Menurut dia, Reformasi Putih adalah gerakan damai yang melibatkan seluruh elemen bangsa untuk melakukan perubahan secara menyeluruh dengan dijiwai semangat persatuan dan kesatuan untuk mewujudkan Indonesia yang maju dan sejahtera.
Gerakan ini diusungnya karena Ketua KPK periode 2011-2015 itu merasa prihatin melihat 20 tahun perjalanan reformasi di Indonesia yang dinilainya belum terbebas dari persoalan korupsi. "Padahal, tujuan utama reformasi 1998 adalah menghancurkan praktek KKN," katanya.
Abraham menilai masih maraknya praktik KKN karena bangsa ini tidak fokus pada tujuan utama reformasi.
"Kita seolah sibuk melakukan perubahan. Tapi kita tidak tahu perubahan itu untuk siapa dan menjawab kebutuhan apa," katanya.
Menurut Abraham, reformasi birokrasi yang saat ini sedang digalakkan hanya dimaknai sebagai remunerasi atau kenaikan gaji tanpa perubahan yang berarti. "Akhirnya, rakyat yang dikorbankan. Kualitas pelayanan publik rendah, pembangunan tidak merata. Di sisi lain ego sektoral semakin tinggi dan menghambat perubahan itu sendiri," kata Abraham.

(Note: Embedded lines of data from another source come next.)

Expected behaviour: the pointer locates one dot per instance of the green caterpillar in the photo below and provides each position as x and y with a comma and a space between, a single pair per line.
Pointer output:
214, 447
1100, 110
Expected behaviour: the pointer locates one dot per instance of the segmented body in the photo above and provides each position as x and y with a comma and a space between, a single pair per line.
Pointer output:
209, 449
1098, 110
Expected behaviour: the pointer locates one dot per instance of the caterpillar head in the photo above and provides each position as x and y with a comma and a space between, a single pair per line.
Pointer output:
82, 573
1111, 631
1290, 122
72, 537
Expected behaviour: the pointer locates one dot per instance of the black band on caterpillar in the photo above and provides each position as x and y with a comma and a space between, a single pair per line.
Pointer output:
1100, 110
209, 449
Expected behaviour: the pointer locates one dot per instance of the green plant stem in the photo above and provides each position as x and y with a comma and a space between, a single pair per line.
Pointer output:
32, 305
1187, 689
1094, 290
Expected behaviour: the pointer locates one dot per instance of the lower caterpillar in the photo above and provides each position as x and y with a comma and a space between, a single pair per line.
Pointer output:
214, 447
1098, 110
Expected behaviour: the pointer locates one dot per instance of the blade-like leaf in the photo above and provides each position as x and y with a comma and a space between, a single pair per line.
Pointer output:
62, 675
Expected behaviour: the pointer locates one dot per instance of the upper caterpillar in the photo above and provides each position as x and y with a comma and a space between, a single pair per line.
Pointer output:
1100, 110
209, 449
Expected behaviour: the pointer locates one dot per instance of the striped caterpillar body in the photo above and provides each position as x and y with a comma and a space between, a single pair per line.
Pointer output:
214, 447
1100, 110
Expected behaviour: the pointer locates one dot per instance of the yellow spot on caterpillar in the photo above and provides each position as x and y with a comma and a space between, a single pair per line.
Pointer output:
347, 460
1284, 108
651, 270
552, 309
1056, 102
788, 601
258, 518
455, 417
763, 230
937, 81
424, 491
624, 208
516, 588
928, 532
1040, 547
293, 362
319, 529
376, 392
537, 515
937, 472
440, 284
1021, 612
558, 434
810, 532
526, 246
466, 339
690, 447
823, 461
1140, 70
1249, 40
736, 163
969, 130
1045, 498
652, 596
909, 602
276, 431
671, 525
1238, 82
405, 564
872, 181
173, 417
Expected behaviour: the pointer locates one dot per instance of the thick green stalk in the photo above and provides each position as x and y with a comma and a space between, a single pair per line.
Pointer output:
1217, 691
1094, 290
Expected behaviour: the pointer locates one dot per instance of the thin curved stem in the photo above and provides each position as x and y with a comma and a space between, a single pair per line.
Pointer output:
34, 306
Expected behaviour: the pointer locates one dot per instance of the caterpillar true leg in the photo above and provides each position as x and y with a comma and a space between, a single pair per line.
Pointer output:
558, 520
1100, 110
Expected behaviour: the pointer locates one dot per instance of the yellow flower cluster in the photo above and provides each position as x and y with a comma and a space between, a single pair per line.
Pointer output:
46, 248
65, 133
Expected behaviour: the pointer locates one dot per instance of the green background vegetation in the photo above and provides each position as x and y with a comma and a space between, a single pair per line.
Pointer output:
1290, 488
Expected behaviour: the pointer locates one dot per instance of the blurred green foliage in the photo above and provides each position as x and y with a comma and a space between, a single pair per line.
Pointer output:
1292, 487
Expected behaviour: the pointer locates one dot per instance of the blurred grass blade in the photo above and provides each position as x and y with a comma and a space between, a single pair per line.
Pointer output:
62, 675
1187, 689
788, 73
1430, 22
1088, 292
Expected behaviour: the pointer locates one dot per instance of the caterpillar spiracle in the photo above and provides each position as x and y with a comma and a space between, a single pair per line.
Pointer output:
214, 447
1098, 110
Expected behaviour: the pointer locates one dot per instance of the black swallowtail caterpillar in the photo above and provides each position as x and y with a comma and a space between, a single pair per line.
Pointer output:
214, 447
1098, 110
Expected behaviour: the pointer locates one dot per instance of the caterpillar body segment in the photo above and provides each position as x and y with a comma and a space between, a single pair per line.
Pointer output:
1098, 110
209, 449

Seharusnya kepentingan apa pun, termasuk kepentingan pribadi dan golongan tidak boleh mengalahkan kepentingan bangsa. Karena itulah, pegiat antikorupsi ini melontarkan gagasan untuk kembali digelorakannya reformasi.
"Jika ada kepentingan lain di luar kepentingan bangsa dan negara, maka akan menimbulkan konflik kepentingan," ujar Abraham.